Overview: Comedian Roseanne Barr campaigns to win the 2012 United States Presidential election. IFC Films; 2015; Not Rated; 96 minutes.
What’s Right?: It’s hardly a spoiler to point out that Roseanne Barr did not win the win the office of the U.S. President in 2012. And it’s no surprise. Not just because we are currently closing down on the second term of that election’s actual victor (President Barack Obama, of course), but also because, as Roseanne for President! documents, the comedian and TV star’s campaign was never really built for victory. Barr’s approach to being elected was haphazard at its best and somewhat pitiful at its worst. Director Eric Weinrib’s film, while an enlightening personal portrait, observes a half-baked political philosophy driven much more by general frustration and angry empathy than information.
Beyond being a proponent of legalizing marijuana and an opponent of war, Barr’s platform in Roseanne for President! (most typically delivered by Skype calls into major events because the actress hates dealing with and touching people) was mostly just crass generalities and generic platitudes laced with vulgarities. While this sort of common frustration can not be discounted from influencing policy, it is not anything substantial enough to inform and build policy. When Barr hits an obstacle or opponent, she does so with a predictable lack of grace, exhibiting a lack of statesmanship potential. Anyone watching the documentary for an easy, informative, or agreeable editorial on the state of current political affairs will be frustrated by Weinrib’s film, as Barr’s viewpoints end up being anything but.
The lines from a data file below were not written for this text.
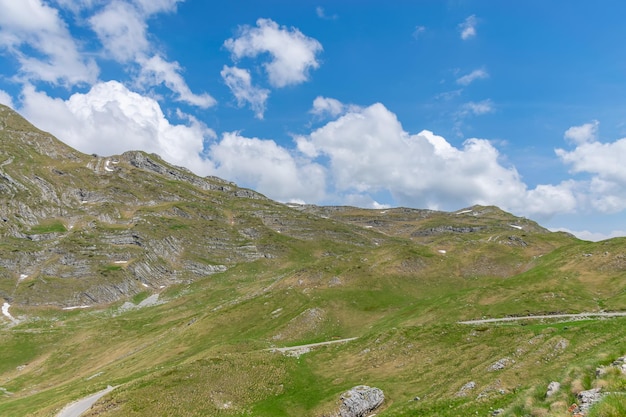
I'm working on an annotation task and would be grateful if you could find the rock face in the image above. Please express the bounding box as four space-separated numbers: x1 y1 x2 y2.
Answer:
336 385 384 417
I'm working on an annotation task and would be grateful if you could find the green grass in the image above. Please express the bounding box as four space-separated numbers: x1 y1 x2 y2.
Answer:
589 394 626 417
2 104 626 416
28 220 66 234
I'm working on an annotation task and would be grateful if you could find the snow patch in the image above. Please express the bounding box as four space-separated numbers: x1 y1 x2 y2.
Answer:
438 249 447 254
113 260 128 264
2 302 17 323
19 274 28 281
62 305 91 310
509 224 523 230
456 209 473 215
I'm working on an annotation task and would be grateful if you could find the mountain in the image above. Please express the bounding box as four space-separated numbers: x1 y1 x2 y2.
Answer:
0 104 625 417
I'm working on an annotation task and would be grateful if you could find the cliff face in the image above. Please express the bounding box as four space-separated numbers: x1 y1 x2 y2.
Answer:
0 104 278 307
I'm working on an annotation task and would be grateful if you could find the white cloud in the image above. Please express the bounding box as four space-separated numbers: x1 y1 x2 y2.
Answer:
296 103 539 211
0 0 99 85
133 0 181 16
563 120 599 144
554 121 626 213
413 25 426 39
209 132 326 203
456 68 489 86
224 18 323 88
459 15 478 40
316 6 337 20
89 1 150 62
220 66 270 119
88 2 214 108
310 96 345 118
0 89 14 108
19 81 216 175
460 99 494 116
138 55 216 108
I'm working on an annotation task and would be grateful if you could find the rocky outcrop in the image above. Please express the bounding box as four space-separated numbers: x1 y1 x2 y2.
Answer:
332 385 384 417
411 225 483 237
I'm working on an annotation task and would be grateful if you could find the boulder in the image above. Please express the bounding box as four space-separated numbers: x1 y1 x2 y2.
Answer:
546 381 560 397
337 385 384 417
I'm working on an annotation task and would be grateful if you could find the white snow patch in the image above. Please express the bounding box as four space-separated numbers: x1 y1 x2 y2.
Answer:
509 224 523 230
456 209 473 215
2 302 17 323
142 283 149 288
113 260 127 264
62 305 91 310
19 274 28 281
438 249 447 254
104 160 115 172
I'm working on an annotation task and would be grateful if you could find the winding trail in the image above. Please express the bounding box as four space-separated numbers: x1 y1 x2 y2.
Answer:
56 385 117 417
458 311 626 325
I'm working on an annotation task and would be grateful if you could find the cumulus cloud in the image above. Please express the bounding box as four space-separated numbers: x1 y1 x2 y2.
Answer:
310 96 345 118
89 1 150 62
295 102 569 214
19 81 216 175
16 80 323 203
209 132 326 203
87 1 214 107
138 55 216 108
563 120 599 144
552 121 626 214
0 0 99 85
0 89 14 108
459 15 478 40
224 18 323 88
220 66 270 119
456 68 489 86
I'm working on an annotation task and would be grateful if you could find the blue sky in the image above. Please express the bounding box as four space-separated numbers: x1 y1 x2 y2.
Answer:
0 0 625 240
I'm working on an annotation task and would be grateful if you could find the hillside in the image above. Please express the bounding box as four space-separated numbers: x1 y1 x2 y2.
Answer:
1 104 625 417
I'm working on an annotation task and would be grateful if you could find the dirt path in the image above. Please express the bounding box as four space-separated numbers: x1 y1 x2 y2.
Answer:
56 385 116 417
267 337 358 356
458 311 626 325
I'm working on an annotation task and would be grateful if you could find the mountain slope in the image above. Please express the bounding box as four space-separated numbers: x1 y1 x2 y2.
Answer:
0 104 625 417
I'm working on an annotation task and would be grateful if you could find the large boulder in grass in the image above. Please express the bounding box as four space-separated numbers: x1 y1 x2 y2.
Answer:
337 385 384 417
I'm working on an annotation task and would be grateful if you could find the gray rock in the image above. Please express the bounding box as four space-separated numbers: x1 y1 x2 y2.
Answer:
546 381 560 397
577 388 603 413
337 385 384 417
456 381 476 397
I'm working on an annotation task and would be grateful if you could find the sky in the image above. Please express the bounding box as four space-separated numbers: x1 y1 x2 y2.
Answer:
0 1 625 241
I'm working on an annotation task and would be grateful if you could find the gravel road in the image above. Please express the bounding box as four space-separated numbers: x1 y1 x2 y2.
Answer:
458 311 626 325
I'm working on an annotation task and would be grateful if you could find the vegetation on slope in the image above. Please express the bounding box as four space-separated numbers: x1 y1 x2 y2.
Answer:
0 104 625 416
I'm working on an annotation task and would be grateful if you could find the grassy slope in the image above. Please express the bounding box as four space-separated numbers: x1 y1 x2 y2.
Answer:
1 104 625 416
1 232 625 416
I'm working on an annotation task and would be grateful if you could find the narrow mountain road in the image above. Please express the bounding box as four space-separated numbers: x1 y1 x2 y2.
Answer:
458 311 626 325
267 337 358 355
56 385 117 417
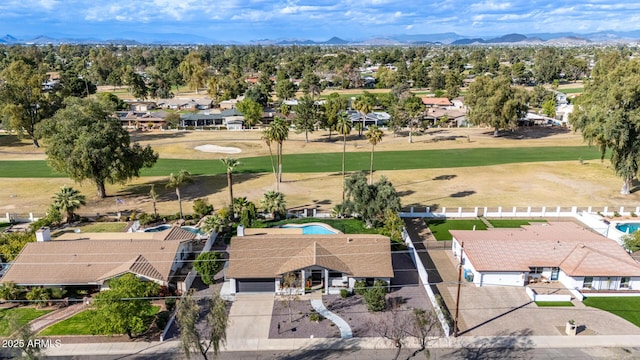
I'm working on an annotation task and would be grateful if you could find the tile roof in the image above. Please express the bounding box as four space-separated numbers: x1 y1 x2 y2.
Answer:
1 237 187 286
226 234 393 279
450 222 640 276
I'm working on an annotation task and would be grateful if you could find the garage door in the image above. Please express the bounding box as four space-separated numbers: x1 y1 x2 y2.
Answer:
237 278 275 292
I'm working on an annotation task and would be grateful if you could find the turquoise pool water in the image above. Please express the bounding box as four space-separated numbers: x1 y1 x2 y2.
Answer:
144 225 202 234
615 223 640 234
280 224 338 235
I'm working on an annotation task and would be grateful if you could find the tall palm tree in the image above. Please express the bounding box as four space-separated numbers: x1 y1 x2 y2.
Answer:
260 191 287 221
52 185 86 223
261 128 278 188
335 112 352 202
166 169 193 219
365 125 384 185
220 158 240 207
353 96 372 137
149 184 159 220
266 117 289 188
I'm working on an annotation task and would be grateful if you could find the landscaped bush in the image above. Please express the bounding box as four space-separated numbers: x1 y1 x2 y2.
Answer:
128 211 138 221
435 294 453 330
193 198 214 218
138 213 156 226
340 289 350 298
353 280 367 296
165 298 176 313
49 287 67 300
309 311 324 322
155 310 171 330
362 280 388 312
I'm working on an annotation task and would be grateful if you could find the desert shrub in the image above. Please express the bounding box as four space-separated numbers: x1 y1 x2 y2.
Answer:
340 289 349 298
309 312 324 322
353 280 367 296
362 280 388 312
193 198 214 218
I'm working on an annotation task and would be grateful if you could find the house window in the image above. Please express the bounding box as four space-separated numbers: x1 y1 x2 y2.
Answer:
529 267 543 274
328 271 342 278
583 276 593 289
621 277 630 289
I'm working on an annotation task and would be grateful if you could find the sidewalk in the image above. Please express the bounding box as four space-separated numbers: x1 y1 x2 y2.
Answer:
29 302 87 333
40 334 640 357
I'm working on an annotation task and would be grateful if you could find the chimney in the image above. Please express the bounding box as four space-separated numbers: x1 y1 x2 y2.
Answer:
36 227 51 242
237 224 245 237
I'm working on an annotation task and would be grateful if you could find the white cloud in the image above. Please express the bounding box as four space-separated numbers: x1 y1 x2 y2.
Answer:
470 1 512 11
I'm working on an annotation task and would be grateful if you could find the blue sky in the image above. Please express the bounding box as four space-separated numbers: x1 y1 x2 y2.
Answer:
2 0 640 41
What’s Left?: But Weinrib’s smartest and most useful move as a filmmaker in Roseanne for President! lies in his placement and construction of Roseanne’s biographical details. Weinrib knows exactly where to insert each flashback chapter– her early work as a pioneer female standup, her contributions to class discourse in her self-titled sitcom about a blue-collar family, her push to televise a lesbian kiss in spite of conservative studio backlash, and her infamous performance of the Star Spangled Banner at a Padres game in 1990, in which Roseanne ended a shrill, shrieking rendition by grabbing her crotch and spitting on the ground.
These events are not presented chronologically in Roseanne for President!, but rather functionally, so that after her election loss, when she claims herself to be more qualified to run the country than all of the other candidates (namely, Obama, Mitt Romney, Gary Johnson, and Barr’s former Green Party opponent Jill Stein) because of her history of progressive influence and rebellion against establishment, we can recognize that such a claim is absolutely absurd but not entirely wrong. Barr stands for and has always stood for marginalized segments of the population, those folks who must hope to be best represented rather than fully represented. For these folks, a political system of two dominant parties is often exclusionary. But candidates who might be most in tune and concerned with the issues of the marginalized are largely unequipped to govern within the exclusionary system, at least at an executive level, and frequently disruptive to the chances of the major party candidate who will keep marginalized interests in the periphery.
Overall: Given the timing of the release – with everything happening with Bernie Sanders, Hillary Clinton, and the seemingly corrupt influence of the DNC on the campaign of the former in favor of the latter – Roseanne for President! is a documentary likely to enhance existing political frustrations through its biographical portraiture.